General characteristics of the method
The breaststroke crawl is of applied importance. Well trained lifeguards use a slightly modified version of the crawl with head held high (for better orientation in the water) when swimming to the victims. The application value of the crawl method increases during swimming and diving when the swimmer wears flippers on his or her feet. For example, the basis of the scuba diver’s underwater movement is the crawl leg movement.
When swimming the crawl on the chest, the swimmer lies on the surface of the water in a horizontal position (face down in the water) and performs alternate paddles with his hands. While one arm, slightly bent at the elbow, paddles from front to back in the water, the other arm (also slightly bent at the elbow, but relaxed) moves forward over the water. To inhale, the swimmer turns his head to the side. After inhaling, the head turns face down again; the swimmer exhales into the water.
The arm paddles are combined with continuous alternating up and down movements of the nearly straight legs at the surface of the water. During one complete stroke (left stroke and right stroke) the swimmer makes several leg movements (kicks). According to the number of these strokes there are two, four and six strokes crawl variants. All options are rational, the choice depends on the objectives of training, the individuality of the swimmer, swimming conditions. Most methods of initial training is based on mastering the six-stroke crawl.

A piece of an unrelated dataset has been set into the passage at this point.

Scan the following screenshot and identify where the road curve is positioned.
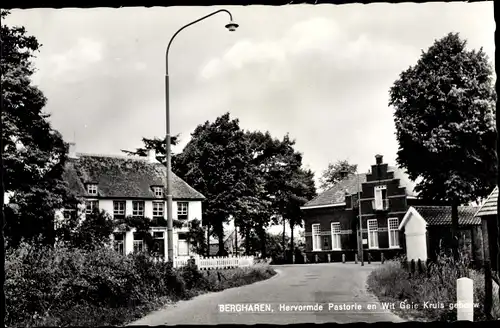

Body position and leg movements
The body of the swimmer in water is elongated, almost horizontal and well streamlined. The head is on the longitudinal axis of the body, the face is lowered into the water (except when breathing in); the hips are at the water surface; the abdominal and lumbar muscles are optimally tensed. Continuous alternating crawl leg movements help the swimmer give the body a horizontal and streamlined position, pushing it forward.
The legs perform counter-movements up and down with a small sweep, bending minimally at the knees; the shins and feet are relaxed; the feet are turned slightly inward with the toes and continuously foaming the water behind the swimmer. The legs perform movements from the hip. Following the thigh, the shin and foot are involved in the movement. The downward movement of the foot is a splashing motion and is the main working phase.